Il grimaça : Il savait que sa tête avait été mise à prix, mais il n'était jamais tombé sur des affiches de lui-même.

Baissant la tête et enfouissant ses mains dans ses poches, il marcha sans se presser pour ne pas se faire suspecter et se glissa dans les ruelles en priant pour ne pas tomber sur des gardes en patrouille, jusqu'à ce qu'il atteigne une impasse déserte et sordide.

Il attendit une heure avant de trouver ce qu'il cherchait : un badaud habillé de manière passe-partout, désarmé, et qui sifflotait en flânant. Personne d'autre en vue en ce début de mâtinée.

D'un geste vif, James passa un bras autour de son cou et le fit rapidement reculer. L'homme essaya de crier mais le Capitaine Pirate raffermit sa prise sur sa gorge.

« Écoute, je suis pas d'humeur.

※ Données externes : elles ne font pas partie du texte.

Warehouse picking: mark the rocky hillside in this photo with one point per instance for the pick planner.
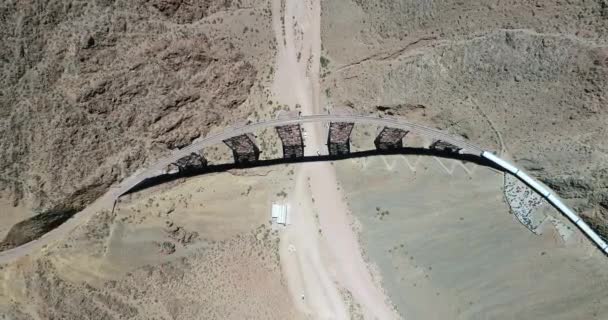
(92, 90)
(526, 78)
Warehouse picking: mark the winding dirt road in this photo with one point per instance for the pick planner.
(320, 258)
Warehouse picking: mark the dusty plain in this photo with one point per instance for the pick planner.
(93, 91)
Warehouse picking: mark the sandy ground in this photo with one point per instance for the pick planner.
(225, 265)
(311, 280)
(447, 247)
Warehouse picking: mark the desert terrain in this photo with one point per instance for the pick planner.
(94, 92)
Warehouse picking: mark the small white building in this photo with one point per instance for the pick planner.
(280, 213)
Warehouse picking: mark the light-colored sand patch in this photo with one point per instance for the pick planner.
(447, 247)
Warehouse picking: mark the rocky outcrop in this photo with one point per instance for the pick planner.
(96, 90)
(33, 228)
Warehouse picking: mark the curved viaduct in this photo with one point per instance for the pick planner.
(242, 143)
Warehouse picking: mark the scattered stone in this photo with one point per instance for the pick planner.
(524, 203)
(167, 248)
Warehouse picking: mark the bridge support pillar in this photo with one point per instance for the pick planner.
(338, 139)
(440, 145)
(390, 139)
(243, 148)
(195, 160)
(291, 139)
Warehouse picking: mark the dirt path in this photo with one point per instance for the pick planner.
(316, 266)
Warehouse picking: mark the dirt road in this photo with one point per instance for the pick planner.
(319, 258)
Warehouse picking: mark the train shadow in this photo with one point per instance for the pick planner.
(164, 178)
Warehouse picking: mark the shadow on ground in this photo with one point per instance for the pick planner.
(151, 182)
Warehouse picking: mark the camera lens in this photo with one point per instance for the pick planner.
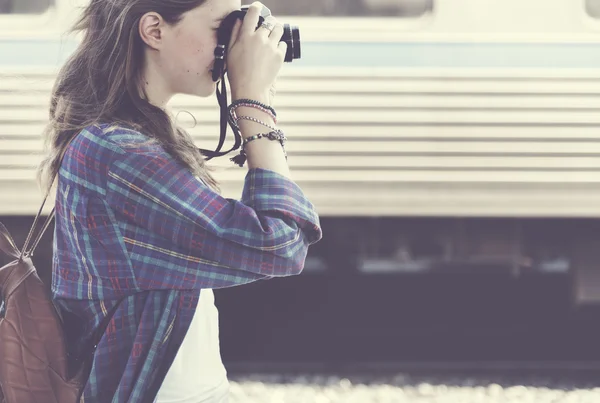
(291, 36)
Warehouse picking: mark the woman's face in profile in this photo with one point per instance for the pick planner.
(187, 56)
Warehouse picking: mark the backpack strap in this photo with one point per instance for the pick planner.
(27, 251)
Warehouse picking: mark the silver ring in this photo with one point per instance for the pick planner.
(268, 26)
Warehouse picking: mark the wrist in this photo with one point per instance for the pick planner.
(262, 98)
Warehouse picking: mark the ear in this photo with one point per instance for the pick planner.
(151, 29)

J'ai besoin de fringues et de fric. Si tu coopères pas je les prends sur ta dépouille, c'est clair ? »

L'homme ne pouvait pas bouger, et James prit son silence comme un acquiescement.

« Bieeeeen... »

Il le poussa vers le mur de l'impasse, fit rouler ses épaules et laissa pointer un sourire plein de folie, en essayant de reproduire celui de l'affiche. Le badaud le regarda sans comprendre, paniqué et interdit devant sa grimace.

« - Grouille! » rugit Crow, perdant patience et agacé que son stratagème d'intimidation ait si peu de succès.

À chaque seconde qu'il perdait, il courait le risque d'être rattrapé.

L'homme entreprit fébrilement de se dévêtir, ne gardant que son dessous.

James pointa ce dernier en ricanant :

« T'as de la chance que je te laisse ça ! Allez, dégage où je te BOUFFE ! »

Sa pauvre victime sursauta, et, heureuse de s'en tirer à si bon compte, fila à toutes jambes.

James revêtit rapidement le gilet, le frac et la culotte en grimaçant, et retourna ses poches où il trouva quelques pièces, puis il rejoignit les quartiers plus fréquentés et se fondit dans la foule. Il puisa de l'eau dans un puit et se désaltéra longuement avant de chasser la crasse de ses cheveux et de son visage.

Il entra ensuite dans une taverne où il dépensa la majeur partie de ses pièces en nourriture dont il se délécta, puis il sortit, revigoré, et s'étira : désormais, il fallait retrouver Léonore, si elle avait réussi à s'enfuir.

Le tout était de ne pas se faire reconnaître, et avec ces affiches de lui partout, ça risquait d'être compliqué. Il se composa un air snob, acheta avec ce qui lui restait une canne bon marché et un couvre-chef et s'en fût d'un pas royal.

Il traîna un instant autour du château mais un garde le chassa, alors il parcourut la ville de long en large en espérant la croiser.

Se rendant à l'évidence après plusieurs heures de recherches en vain, il traîna le long du port en contemplant avec envie les navires qui y mouillaient.


C'est alors que son cœur fit un tripe salto arrière dans sa poitrine.